For people who have experienced traumatic events, hypervigilance becomes a defense mechanism that is meant to prevent us from experiencing future stress by avoiding danger, according to a 2023 study in the journal Frontiers in Psychology. Symptoms like paranoia and anxiety that usually come after stressful events can occur in a similar region of the brain, Dobson explained.

"The amygdala processes our emotions such as stress and anxiety," she told Live Science. "If it is overactive or harmed from physical damage or ongoing trauma stressors, it may lead to heightened emotional responses such as perceiving threat."

It's not uncommon for people to feel watched, Dr. Alice Feller, a clinical psychiatrist based in California, told Live Science. So how do you distinguish reasonable caution from a more serious issue?

The problem arises when someone constantly feels watched or paranoid about being watched for a long period of time.

"[With] mental illness, what happens is you lose that ability to wonder if it's just a feeling, you know, you kind of lose insight into your own bodily and mental process," Feller said. "You can do a reality check, but it doesn't necessarily stick."

For example, symptoms of schizophrenia include hypervigilance and paranoia, which can include the delusion that someone is watching you. Research suggests that in people with schizophrenia, paranoia is associated with abnormal activity in the limbic system, a part of the brain that includes the amygdala and controls our emotional and survival-based behavioral responses, such as the fight-or-flight response.

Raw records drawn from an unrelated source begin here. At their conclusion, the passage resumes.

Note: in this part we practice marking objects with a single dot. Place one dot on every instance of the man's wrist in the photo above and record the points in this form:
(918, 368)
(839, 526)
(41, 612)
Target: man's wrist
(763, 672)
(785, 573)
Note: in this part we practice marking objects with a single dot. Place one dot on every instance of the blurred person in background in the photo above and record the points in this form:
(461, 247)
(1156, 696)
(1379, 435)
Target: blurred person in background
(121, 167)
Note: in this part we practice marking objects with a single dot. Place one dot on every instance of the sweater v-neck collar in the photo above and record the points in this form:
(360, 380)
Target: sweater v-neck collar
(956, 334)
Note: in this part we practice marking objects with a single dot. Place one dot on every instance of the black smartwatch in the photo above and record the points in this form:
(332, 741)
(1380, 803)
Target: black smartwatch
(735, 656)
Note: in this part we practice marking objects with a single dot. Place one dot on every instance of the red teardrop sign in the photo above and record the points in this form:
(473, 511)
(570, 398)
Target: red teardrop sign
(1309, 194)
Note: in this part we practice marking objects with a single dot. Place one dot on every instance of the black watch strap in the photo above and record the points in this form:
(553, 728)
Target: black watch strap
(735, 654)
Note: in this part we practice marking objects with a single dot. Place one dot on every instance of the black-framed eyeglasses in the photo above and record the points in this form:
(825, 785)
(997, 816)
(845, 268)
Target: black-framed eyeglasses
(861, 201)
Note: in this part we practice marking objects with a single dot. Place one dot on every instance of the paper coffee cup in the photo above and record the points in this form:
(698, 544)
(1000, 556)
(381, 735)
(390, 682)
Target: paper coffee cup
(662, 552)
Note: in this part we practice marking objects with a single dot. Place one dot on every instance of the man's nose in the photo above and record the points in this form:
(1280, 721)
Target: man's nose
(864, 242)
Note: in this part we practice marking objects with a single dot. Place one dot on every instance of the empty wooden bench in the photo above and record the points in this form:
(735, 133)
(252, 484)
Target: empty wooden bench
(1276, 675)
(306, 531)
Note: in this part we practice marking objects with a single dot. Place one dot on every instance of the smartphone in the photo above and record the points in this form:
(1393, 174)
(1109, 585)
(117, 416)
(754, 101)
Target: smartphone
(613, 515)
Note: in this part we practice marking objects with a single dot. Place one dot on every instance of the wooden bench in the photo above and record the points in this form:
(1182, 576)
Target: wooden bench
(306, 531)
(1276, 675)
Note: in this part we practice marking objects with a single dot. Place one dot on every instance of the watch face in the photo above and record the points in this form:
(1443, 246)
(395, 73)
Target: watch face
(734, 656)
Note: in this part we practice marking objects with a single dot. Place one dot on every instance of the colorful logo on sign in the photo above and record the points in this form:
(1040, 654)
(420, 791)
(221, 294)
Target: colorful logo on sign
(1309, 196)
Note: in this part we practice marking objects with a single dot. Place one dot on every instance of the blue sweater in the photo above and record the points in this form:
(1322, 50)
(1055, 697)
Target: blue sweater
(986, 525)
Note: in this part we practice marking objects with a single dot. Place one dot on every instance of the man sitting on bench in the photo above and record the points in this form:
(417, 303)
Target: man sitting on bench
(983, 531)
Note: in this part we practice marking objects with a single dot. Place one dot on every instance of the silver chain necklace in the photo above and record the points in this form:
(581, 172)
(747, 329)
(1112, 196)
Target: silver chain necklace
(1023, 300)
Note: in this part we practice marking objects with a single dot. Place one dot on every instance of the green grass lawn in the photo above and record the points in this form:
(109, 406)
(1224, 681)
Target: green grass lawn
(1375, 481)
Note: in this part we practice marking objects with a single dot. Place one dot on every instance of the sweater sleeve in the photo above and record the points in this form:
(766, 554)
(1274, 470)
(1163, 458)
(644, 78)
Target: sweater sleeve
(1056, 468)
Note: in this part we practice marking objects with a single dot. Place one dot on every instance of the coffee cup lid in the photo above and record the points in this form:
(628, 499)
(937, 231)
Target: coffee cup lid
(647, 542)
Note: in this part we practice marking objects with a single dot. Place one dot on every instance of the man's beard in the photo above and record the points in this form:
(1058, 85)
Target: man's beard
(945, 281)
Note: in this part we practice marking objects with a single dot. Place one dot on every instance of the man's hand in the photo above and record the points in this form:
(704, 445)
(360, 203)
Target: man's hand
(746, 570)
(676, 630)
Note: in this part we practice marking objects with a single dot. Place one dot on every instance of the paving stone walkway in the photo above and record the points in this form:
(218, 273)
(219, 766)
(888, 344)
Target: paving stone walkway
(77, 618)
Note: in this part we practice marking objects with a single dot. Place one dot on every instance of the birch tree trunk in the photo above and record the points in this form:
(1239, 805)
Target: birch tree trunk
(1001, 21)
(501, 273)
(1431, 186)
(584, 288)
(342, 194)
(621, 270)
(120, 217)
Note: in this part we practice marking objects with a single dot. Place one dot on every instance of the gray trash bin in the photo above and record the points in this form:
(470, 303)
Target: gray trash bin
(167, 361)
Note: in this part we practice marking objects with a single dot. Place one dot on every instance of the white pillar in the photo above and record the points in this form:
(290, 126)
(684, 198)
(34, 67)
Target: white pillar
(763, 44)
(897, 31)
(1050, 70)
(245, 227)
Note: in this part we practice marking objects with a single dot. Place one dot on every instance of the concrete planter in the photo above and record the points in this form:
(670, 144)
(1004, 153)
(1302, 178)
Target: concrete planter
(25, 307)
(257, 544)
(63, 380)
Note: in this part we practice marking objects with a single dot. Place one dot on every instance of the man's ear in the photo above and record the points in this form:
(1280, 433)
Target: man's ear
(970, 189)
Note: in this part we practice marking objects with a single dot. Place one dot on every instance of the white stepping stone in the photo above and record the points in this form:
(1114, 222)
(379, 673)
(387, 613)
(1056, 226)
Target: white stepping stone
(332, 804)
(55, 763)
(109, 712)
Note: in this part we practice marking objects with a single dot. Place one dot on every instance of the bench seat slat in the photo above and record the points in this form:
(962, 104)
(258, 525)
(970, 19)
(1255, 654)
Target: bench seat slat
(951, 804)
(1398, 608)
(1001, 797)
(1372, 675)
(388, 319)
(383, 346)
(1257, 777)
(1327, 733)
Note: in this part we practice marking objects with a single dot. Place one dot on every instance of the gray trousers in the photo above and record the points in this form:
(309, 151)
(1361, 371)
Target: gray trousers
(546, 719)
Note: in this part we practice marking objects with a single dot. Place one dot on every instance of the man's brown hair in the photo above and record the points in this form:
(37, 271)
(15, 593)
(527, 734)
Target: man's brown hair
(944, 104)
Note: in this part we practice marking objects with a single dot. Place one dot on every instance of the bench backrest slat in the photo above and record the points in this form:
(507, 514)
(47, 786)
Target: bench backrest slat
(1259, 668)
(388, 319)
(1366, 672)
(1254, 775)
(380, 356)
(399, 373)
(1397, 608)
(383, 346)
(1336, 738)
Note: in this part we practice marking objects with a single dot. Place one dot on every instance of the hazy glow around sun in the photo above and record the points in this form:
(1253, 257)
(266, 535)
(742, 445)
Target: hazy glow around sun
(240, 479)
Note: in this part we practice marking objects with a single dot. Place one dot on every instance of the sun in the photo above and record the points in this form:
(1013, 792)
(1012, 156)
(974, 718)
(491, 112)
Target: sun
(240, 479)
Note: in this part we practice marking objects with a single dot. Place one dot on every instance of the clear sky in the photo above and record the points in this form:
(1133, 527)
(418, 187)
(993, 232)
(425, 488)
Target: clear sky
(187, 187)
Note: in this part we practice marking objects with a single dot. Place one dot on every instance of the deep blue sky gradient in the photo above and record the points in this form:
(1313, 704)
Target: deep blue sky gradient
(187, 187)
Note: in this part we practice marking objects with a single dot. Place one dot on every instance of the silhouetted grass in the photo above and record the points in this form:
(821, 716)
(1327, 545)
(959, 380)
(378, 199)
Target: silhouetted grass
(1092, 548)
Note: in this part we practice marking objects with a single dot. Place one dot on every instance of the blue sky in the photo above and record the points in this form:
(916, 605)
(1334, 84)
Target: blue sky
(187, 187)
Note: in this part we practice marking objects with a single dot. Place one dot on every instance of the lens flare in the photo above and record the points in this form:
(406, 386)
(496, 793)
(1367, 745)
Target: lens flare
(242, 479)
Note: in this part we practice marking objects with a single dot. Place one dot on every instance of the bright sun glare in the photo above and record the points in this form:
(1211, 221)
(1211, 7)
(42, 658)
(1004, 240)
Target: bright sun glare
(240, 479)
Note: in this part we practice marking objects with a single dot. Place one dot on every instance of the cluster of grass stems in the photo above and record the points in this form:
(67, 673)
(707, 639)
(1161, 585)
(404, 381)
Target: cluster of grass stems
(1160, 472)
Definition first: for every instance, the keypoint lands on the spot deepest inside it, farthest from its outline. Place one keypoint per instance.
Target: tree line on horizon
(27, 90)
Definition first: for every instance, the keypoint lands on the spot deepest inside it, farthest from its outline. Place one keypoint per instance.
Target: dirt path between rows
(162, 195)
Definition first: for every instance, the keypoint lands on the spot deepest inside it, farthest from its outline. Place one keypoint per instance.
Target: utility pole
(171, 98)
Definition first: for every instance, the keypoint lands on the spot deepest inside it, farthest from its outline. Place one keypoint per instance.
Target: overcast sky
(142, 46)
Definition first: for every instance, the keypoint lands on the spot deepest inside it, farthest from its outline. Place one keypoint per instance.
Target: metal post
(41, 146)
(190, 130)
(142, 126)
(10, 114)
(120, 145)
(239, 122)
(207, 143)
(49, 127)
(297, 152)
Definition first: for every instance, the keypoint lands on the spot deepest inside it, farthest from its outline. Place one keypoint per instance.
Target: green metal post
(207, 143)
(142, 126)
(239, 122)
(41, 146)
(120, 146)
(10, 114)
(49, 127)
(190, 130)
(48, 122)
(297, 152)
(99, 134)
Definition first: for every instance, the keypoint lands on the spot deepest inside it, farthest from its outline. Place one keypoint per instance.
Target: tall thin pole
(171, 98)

A 2022 study explained that in patients with schizophrenia, paranoia has been associated with increased blood flow during resting state in the amygdala. Moreover, unusual connectivity between the amygdala and other areas of the brain, such as the visual cortex, hippocampus and the prefrontal cortex, has been linked with paranoia, suggesting that "current paranoia is linked to aberrant connectivity within the core limbic circuit" suggesting "amplified threat processing and impaired emotion regulation."

Regardless of the cause, Feller and Dobson both said that it's worth seeking mental health support if you experience persistent paranoia. This is especially true if the feeling of being watched happens despite physical evidence that no one else is there, or if the anxiety of being watched becomes worse.

"I encourage people to seek mental and medical intervention when they begin to notice they are struggling, rather than trying to wait it out," Dobson said. "Early intervention is key. If a person is struggling more days a week than not, or if their job, education, or relationships are beginning to struggle, it is important to seek out a professional."

This article is for informational purposes only and is not meant to offer medical advice.